The FDA has strengthened the label safety warning for the antifibrinolytic drug aprotinin (Trasylol, Bayer), emphasizing the importance of limiting use of the agent to patients undergoing CABG.
The labeling change comes after months of FDA review, culminating in a Cardiovascular and Renal Drugs Advisory Committee hearing in late September 2006. The committee’s conclusions—that the drug is a safe and effective way to reduce bleeding complications in high-risk CABG—have been eclipsed in recent months by ongoing debate over new data pointing to increased risk of death, serious kidney damage, congestive heart failure, and stroke with the drug, as reported by heartwire.
In an FDA press release issued last Friday, Dr Steven Galson, director of the agency’s Center for Drug Evaluation and Research, explained, “The purpose of the label change is to inform physicians and patients about the risks associated with Trasylol and to ensure they understand the new warnings and use the product as directed by the label.”
The new labeling emphasizes that aprotinin should be used only in patients undergoing CABG with cardiopulmonary bypass, who are at an increased risk for blood loss and blood transfusion. The new label also warns that aprotinin increases the risk of kidney damage and provides suggestions for managing and reducing risk of hypersensitivity reactions.
Commenting on the labeling changes for heartwire, Dr William Hiatt (University of Colorado Health Sciences Center, Denver), who chaired the committee hearing in September, said it was appropriate for the FDA to focus on renal risks. “In our Cardio Renal review, the strongest safety signal in the data we had before us was the renal damage, and it appears that the FDA is keying on that, which is appropriate.”
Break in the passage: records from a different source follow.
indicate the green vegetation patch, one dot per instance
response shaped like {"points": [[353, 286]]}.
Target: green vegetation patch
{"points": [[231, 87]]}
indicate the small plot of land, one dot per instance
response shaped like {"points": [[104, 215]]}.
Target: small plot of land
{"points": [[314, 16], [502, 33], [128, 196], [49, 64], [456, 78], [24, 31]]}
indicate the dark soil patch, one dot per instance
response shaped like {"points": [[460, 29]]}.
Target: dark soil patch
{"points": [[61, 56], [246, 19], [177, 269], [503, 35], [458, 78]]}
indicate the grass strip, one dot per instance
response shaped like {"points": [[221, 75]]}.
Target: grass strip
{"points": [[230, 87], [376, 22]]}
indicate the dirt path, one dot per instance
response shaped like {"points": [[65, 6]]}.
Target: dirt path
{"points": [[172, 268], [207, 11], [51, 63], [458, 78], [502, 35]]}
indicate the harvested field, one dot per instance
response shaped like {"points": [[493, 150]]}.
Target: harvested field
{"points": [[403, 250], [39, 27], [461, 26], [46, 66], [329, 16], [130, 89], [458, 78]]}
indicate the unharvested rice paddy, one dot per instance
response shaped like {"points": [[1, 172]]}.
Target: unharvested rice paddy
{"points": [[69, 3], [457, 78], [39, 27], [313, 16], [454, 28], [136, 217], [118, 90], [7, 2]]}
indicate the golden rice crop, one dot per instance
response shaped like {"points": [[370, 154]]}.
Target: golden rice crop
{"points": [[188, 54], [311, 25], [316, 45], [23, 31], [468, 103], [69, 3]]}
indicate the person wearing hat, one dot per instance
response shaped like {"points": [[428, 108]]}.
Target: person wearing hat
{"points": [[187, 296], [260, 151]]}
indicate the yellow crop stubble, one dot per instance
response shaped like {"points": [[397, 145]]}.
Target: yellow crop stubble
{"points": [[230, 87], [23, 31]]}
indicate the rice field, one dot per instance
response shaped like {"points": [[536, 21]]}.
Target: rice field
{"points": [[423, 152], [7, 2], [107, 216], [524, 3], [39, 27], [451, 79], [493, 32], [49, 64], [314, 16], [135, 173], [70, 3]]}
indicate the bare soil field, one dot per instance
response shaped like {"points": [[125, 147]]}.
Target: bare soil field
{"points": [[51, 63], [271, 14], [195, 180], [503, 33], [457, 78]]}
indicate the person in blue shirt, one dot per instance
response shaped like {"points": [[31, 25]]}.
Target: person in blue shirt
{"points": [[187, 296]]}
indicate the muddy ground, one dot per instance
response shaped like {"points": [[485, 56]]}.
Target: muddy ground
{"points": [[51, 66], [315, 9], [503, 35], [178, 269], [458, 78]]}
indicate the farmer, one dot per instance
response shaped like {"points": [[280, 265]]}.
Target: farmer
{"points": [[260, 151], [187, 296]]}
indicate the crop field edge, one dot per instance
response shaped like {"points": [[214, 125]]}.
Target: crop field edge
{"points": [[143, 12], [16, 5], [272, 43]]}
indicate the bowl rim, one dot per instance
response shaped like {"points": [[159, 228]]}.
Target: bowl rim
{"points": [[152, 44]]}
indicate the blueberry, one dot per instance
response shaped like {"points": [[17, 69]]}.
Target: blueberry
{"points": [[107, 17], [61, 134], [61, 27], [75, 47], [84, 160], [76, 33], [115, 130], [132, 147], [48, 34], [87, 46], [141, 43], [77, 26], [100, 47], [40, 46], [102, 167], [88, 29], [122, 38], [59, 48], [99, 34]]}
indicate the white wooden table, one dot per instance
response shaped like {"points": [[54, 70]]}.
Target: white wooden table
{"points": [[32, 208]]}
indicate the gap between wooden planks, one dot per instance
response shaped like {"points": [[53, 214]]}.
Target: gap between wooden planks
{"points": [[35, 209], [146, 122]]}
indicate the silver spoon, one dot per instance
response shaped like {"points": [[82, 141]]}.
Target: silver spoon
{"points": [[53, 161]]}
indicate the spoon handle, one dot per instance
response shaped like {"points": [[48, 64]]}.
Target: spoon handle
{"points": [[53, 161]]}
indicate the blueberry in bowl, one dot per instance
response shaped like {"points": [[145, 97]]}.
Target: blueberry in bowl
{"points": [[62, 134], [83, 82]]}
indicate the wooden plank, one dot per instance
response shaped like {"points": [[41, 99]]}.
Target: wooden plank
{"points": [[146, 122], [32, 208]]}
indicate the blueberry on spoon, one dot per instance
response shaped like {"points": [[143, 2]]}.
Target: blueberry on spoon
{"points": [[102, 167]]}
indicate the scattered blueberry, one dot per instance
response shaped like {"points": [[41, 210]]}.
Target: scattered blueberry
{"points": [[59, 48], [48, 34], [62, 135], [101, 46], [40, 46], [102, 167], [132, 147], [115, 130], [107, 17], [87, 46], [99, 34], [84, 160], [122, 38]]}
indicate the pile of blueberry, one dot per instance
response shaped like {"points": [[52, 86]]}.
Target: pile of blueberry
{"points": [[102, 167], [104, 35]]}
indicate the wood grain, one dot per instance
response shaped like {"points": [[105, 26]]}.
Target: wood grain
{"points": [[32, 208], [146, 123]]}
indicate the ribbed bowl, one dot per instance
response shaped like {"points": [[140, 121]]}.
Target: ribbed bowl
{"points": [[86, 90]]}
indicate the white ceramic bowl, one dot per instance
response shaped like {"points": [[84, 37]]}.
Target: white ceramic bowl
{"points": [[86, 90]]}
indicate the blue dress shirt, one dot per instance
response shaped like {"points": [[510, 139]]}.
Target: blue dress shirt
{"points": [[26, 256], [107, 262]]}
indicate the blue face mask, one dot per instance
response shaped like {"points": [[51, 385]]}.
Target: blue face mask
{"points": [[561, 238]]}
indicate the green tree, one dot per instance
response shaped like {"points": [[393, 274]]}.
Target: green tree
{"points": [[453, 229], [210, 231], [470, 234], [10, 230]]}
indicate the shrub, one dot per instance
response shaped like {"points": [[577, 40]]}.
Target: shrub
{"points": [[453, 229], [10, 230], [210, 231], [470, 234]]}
Hiatt continued, “I strongly agree that physicians need to stick to the labeled indications for Trasylol, given the potential for safety concerns. The FDA is also emphasizing the need to stay on label, which is appropriate.”
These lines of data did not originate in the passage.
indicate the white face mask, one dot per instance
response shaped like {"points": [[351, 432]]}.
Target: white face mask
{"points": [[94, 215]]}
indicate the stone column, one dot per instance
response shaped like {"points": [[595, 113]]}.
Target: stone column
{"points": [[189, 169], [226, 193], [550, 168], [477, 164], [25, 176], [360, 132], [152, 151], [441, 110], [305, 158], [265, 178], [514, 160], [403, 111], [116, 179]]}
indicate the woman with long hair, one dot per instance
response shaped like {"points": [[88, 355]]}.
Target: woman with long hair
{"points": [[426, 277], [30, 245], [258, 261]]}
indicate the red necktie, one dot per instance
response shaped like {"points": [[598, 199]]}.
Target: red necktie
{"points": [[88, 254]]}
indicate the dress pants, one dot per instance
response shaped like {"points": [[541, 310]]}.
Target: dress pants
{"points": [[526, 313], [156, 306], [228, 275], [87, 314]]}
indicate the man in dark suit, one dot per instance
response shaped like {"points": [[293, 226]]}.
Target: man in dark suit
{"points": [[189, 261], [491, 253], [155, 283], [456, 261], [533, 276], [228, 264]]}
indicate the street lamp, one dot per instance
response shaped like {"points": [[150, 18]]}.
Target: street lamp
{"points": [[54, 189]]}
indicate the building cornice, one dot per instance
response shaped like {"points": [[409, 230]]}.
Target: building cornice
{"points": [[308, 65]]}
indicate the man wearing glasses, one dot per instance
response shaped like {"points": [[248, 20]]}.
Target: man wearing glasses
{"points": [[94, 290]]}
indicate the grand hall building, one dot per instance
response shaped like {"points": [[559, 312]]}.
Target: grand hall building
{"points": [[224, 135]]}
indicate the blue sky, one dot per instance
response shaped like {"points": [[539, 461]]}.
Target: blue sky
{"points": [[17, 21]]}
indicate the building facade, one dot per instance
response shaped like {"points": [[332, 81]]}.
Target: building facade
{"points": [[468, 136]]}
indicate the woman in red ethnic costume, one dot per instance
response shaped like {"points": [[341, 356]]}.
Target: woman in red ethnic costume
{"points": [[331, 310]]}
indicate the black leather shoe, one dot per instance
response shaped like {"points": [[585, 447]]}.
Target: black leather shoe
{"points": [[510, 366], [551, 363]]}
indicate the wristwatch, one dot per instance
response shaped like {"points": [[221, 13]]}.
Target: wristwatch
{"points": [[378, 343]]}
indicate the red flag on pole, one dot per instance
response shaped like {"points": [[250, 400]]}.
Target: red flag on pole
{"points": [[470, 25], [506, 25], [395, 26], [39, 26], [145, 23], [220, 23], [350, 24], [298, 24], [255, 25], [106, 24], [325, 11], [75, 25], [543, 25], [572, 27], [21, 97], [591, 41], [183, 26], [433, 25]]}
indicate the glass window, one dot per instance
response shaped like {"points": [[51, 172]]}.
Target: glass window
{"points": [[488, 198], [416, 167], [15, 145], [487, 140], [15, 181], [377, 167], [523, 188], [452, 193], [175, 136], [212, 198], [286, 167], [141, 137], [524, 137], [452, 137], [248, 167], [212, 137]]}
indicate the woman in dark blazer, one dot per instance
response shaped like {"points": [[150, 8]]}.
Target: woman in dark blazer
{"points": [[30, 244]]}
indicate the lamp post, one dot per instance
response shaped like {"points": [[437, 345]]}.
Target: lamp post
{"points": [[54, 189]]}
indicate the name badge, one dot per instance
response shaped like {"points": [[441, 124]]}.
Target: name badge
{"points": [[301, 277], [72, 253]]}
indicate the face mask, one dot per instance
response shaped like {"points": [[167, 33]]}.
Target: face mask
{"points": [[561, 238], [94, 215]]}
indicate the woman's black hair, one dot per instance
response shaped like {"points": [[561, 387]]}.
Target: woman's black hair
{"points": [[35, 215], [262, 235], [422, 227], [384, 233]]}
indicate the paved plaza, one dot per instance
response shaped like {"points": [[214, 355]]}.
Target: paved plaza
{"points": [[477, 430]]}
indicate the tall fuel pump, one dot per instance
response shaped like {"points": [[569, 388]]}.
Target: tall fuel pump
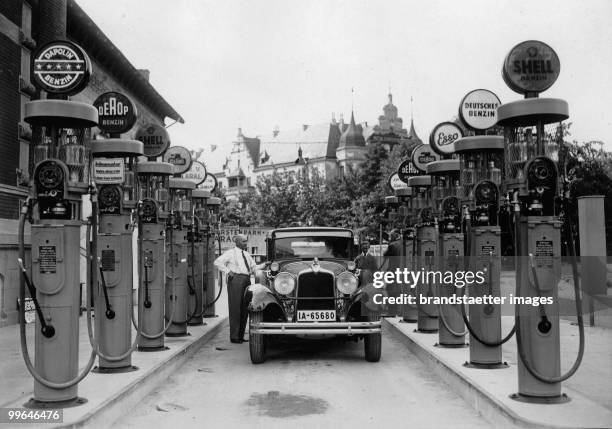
{"points": [[426, 251], [178, 250], [213, 247], [154, 213], [532, 135], [446, 197], [112, 228], [198, 260], [60, 178], [481, 161], [408, 312]]}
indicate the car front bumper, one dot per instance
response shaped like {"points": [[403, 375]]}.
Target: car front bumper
{"points": [[315, 328]]}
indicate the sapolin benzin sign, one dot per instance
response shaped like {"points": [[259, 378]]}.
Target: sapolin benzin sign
{"points": [[61, 67]]}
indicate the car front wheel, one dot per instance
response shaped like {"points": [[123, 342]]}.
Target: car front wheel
{"points": [[257, 342], [373, 342]]}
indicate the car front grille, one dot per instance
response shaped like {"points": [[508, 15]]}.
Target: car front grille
{"points": [[315, 291]]}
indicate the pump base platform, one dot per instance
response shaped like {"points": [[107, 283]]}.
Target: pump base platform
{"points": [[452, 346], [152, 349], [115, 370], [43, 405], [501, 365], [561, 399], [178, 334]]}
Hiatt also reminded heartwire that at the time the FDA panel met to review aprotinin, one safety study—by Mangano et al—had not been independently reviewed by the FDA and that a second analysis commissioned by the drug manufacturer did not come to light until after the committee hearing. Ongoing review of that information may necessitate further action. Accordingly, said Hiatt, “The most important phrase [in the FDA’s announcement of the labeling changes] is the second-to-last sentence, that the review is ‘continuing and may result in other actions.’ I support that approach, too.”